1. Field of the Invention
The present invention relates to an illuminating optical system which is adapted to be capable of illuminating samples or the like with a thin slit-like beam.
2. Description of the Prior Art
The conventional illuminating optical systems of this type are mainly classified into three types which are adapted:
(1) to prepare a slit-like beam by passing a collimated light through a slit and allowing the slit-like beam to fall directly onto a sample without transmitting said slit-like beam through an objective lens, (2) to form a contracted image of a slit by irradiating a slit with a light emitted from a light source and allowing the image of the slit to fall onto a sample , and (3) to form a fringe pattern in the vicinity of a sample by allowing two laser beams to interfere with each other and allow a portion having the highest light intensity of the fringe pattern to fall onto the sample through a slit placed immediately before the sample.

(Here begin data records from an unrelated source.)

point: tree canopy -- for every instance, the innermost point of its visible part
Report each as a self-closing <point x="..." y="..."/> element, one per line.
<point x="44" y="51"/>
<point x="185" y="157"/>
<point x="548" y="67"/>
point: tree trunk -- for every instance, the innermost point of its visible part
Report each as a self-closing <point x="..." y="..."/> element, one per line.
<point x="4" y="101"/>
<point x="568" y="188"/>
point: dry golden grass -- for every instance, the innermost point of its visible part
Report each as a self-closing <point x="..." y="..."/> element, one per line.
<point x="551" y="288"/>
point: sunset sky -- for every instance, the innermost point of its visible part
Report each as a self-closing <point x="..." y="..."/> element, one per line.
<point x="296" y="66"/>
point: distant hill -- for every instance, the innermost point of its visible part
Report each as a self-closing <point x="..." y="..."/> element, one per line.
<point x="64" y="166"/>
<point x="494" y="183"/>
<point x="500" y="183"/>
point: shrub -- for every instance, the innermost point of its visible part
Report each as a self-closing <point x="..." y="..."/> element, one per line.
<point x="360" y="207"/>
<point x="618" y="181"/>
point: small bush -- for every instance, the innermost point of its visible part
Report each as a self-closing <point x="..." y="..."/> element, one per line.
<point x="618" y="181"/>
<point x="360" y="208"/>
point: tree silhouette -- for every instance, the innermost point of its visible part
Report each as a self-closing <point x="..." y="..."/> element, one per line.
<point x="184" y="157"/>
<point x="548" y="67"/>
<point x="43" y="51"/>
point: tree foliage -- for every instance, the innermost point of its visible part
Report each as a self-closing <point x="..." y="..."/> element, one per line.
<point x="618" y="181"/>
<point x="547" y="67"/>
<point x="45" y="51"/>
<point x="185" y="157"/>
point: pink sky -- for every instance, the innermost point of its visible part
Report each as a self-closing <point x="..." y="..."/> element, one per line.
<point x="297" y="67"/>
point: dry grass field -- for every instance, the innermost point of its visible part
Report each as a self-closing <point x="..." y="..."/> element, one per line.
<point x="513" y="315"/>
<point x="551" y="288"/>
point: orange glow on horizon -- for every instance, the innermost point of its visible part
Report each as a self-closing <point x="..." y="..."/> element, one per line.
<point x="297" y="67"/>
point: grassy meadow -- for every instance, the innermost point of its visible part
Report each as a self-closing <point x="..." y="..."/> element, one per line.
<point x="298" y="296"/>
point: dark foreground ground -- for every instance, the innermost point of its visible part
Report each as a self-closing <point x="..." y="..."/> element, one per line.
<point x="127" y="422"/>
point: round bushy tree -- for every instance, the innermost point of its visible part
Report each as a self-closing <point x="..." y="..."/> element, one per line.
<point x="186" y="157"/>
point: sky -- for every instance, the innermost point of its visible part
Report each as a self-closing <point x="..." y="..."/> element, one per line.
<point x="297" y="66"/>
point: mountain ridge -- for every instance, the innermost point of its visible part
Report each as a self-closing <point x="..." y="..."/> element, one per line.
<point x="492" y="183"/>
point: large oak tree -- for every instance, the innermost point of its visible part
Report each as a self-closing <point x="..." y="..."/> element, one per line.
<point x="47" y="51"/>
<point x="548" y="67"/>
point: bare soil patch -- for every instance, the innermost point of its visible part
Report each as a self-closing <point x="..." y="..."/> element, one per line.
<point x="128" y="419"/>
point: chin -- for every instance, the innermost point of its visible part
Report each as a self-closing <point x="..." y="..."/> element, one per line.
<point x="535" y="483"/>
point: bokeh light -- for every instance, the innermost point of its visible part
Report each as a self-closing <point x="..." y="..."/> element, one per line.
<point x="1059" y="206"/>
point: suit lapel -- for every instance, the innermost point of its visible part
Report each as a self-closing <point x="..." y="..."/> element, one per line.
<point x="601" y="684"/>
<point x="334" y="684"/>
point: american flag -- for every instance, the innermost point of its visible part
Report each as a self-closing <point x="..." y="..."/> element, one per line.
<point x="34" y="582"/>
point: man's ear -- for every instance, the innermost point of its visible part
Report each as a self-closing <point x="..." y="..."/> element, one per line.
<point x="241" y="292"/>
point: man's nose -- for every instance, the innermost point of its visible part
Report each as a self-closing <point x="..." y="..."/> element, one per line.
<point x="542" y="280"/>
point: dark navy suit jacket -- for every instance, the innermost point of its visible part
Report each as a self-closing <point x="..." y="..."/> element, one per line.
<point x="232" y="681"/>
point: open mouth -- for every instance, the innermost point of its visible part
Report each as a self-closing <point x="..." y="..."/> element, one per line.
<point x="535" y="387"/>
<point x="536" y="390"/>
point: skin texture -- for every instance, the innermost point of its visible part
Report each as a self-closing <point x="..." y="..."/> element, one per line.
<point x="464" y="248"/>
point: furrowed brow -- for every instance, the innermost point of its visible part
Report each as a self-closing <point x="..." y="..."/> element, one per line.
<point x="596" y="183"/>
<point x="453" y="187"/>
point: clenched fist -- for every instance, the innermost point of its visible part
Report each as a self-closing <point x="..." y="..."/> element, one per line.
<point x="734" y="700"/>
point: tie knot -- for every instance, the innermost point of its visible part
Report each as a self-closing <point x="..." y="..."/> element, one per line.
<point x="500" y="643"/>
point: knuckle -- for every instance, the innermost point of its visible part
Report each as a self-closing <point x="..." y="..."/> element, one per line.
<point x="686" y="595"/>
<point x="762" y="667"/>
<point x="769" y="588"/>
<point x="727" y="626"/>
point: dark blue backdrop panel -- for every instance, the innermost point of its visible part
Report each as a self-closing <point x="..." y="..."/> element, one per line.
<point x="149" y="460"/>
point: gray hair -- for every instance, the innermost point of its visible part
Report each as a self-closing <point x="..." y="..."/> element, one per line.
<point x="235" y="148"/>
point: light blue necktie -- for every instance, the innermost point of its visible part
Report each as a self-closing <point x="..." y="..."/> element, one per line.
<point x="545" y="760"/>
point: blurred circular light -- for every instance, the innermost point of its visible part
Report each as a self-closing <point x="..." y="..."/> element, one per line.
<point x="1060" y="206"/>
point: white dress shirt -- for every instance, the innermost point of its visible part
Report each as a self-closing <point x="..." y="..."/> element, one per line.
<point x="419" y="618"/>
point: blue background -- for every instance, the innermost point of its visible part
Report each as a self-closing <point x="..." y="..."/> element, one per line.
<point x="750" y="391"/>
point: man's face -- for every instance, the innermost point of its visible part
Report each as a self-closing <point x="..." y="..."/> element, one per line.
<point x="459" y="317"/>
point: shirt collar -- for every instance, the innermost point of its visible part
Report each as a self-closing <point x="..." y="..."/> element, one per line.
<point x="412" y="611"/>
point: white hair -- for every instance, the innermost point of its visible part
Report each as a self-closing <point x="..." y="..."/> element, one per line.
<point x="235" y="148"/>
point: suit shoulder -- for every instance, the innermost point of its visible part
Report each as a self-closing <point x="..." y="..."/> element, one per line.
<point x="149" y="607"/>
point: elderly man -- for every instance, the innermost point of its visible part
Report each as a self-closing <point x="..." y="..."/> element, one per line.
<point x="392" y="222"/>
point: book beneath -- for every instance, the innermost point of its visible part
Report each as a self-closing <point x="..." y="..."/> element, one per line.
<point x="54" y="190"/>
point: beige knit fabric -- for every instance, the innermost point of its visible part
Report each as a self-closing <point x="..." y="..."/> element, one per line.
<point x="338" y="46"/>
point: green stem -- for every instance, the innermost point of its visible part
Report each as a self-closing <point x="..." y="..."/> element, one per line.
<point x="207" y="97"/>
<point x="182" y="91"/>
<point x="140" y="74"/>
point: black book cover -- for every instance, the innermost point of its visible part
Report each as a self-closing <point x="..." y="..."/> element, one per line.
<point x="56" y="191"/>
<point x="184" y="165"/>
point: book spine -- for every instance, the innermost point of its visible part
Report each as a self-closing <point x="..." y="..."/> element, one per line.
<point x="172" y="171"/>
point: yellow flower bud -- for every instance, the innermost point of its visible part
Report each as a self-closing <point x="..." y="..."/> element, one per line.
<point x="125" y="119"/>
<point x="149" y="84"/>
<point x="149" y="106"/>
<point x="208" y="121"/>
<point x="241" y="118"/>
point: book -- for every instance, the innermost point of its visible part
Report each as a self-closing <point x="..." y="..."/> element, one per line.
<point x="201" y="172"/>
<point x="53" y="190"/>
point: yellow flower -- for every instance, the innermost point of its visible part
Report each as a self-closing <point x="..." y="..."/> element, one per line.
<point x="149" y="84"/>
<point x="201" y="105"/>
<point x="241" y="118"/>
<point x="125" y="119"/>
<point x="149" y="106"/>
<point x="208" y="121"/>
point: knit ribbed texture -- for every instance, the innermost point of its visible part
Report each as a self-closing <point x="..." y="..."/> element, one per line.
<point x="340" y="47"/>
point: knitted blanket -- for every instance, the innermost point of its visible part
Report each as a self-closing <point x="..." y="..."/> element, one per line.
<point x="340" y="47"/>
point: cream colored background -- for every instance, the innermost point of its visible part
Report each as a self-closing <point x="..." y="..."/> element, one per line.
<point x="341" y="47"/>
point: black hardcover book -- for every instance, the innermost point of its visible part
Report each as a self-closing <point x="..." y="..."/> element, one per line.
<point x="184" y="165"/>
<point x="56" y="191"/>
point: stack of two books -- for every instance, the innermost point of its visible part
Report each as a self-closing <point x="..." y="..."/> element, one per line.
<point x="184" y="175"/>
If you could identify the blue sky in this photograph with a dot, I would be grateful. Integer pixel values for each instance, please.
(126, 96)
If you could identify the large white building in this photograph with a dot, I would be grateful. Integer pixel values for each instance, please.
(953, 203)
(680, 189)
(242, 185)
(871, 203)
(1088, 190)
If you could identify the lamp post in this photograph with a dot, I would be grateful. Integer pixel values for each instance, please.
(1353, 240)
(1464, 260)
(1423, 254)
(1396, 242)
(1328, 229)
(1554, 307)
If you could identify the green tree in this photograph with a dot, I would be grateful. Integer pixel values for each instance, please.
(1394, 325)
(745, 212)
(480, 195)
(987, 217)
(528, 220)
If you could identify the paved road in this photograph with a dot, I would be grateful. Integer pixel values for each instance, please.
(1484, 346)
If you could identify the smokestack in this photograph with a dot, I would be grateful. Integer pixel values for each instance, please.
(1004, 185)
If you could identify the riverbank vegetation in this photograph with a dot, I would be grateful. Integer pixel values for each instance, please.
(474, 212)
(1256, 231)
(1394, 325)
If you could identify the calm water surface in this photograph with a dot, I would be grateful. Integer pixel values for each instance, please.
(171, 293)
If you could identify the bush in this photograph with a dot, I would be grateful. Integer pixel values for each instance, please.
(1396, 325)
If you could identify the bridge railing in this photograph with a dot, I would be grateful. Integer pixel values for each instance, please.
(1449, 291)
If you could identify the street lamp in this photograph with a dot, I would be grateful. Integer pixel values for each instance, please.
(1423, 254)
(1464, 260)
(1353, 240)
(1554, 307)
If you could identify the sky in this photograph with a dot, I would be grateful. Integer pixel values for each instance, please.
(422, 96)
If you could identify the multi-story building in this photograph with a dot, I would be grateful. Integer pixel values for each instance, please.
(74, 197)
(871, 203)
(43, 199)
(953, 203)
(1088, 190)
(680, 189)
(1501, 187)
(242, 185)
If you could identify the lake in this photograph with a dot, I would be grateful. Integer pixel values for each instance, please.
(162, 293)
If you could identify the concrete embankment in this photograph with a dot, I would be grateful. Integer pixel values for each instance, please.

However, the optical system of the type (1) requires, for obtaining a thin slit-like beam, a very thin slit which is difficult to manufacture and increases loss of light amount in practice. Further, the optical system of the type (2) poses a problem that the operability deteriorates remarkably since the distance between the objective lens and the sample (working distance) shortens if the objective lens is intended to have high contraction ratio. Furthermore, when the optical system of the type (2) uses two objective lenses at the same time, these objective lenses will interfere with each other. Accordingly, the optical system of the type (2) prevents use of objective lenses having so high contraction ratios, and requires, for obtaining a slit-like beam, a thin slit not so extreme as the thin slit for the optical system of the type (1) , and poses the problem similar to that of the optical system of the type (1). Moreover, when an optical member functioning as a cylindrical lens (for example, a thin water flow) exists between the objective lens and the sample as in a case of light measurement using a flow cytometer (hereinafter abbreviated as F.C.M.), the optical system of the type (2) poses a problem that the optical member functioning as a cylindrical lens has a longitudinal refractive index which is different from the lateral refractive index thereof, and the optical system cannot form an image of the slit having favorably corrected aberrations only with the objective lens which is a coaxial system. Moreover, the optical system of the type (3) poses a problem that, when it uses diffracted beams, the fringe pattern is blurred unless the pattern is formed on the sample and the slit must be placed almost in contact with the sample, thereby remarkably degrading the optical system. In addition, the optical system of the type (3) uses only the central portion the fringe pattern and causes remarkable loss in the amount of light.